The use of digital technology can create savings in the NHS in England of up to £13.7 billion a year by 2020, according to Tim Kelsey, national director for patents and information at NHS England.
Kelsey presented the plans in a board meeting for the National Information Board, which was set up to deliver the goals in the ‘Personalised Health and Care Framework 2020’ to encourage the NHS to embrace modern technology.

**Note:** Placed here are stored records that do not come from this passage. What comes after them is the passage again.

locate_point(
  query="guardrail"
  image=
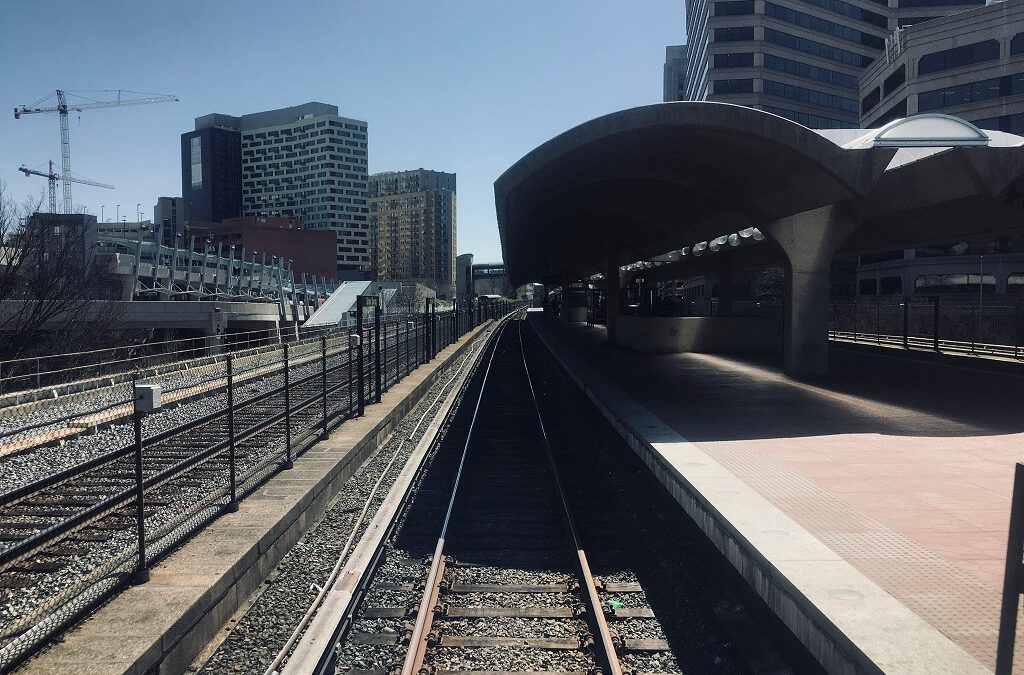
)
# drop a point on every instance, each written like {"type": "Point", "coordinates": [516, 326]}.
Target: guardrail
{"type": "Point", "coordinates": [933, 323]}
{"type": "Point", "coordinates": [384, 354]}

The plans suggest that the work of the NIB could drive savings of £8.3 billion to £13.7 billion across six key areas identified by the board.
These savings would support the £22 billion in efficiency savings required by NHS England in order to fill a £30 billion gap between likely demand and funding by 2020-21. The remaining money is set to come from the government, in line with the Conservative Party’s manifesto pledge to find £8 billion for the NHS over the next five years.
The priority areas outlined by the NIB include the potential to save £1.8 billion to £3.4 billion by supporting shifts in digital channels for patients and citizens, including the use of digital primary care services and a digital version of NHS 111.
The plans say there is also the potential to save £2.7 billion by improving acute and hospital services, including the use of barcodes and electronic health records, and a further £2.3 billion by creating a paper-free system for system transactions though such improvements as greater interoperability.
The remaining three priority areas are transforming general practice; using data for outcomes and research; and improving out of hospital care and NHS integration with social care. Combined, these areas have the potential to save £1.5 billion to £5.3 billion.
Speaking ahead of the board meeting and during his plenary session at today’s King’s Fund’s Digital Health and Care Congress, Kelsey warned that he would put a “huge health warning on these figures”, but was still positive they could be achieved
“We are being ambitious, but we are not being aspirational,” he said. “We are saying these are things that can be delivered by 2020. Some things will happen quickly, others will take more time.”
He added that the challenge to drive efficiencies through the use of digital tools was about more than improving technologies.
“It’s about us in this room and those in our health and care services changing their attitudes; transforming their own cultures to embed the opportunity digital offers.”
He added later in the NIB meeting that there were some areas in which NHS England is confident about achieving savings, including the impact of digital hospital in terms of internal processes.
He said the commissioning board was less certain about efficiencies in other areas, such as active patients improving their approach to self-care with digital devices.
Kelsey also mentioned the importance of receiving central funding in order to make these efficiency-driving improvements, commenting that one of the NIB workstreams was working on a detailed validation of these forecasts in order to prove the case to government.
“We might find that the costs of these programmes is no more than we are already spending, but we need to spend more effectively,” he said.
“However, it seems likely it may involve the addition of investment requirement, and we need to be pretty explicit about what that is and be able to describe its benefit pretty quickly, because the spending review starts in autumn.”
George Freeman, the Conservative government’s minister for life sciences, said during his speech that the government was supporting the drive towards digital by creating policies to make the NHS more open to adopting 21st century technologies.
In particular, he referenced the Lefroy Act to create common patient identifier across the health and social care.
He added that the it was important to deliver and implement “tangible changes” in the next two to three years in order to shape the public discourse to be one that was supportive of creating a more technologically advanced NHS.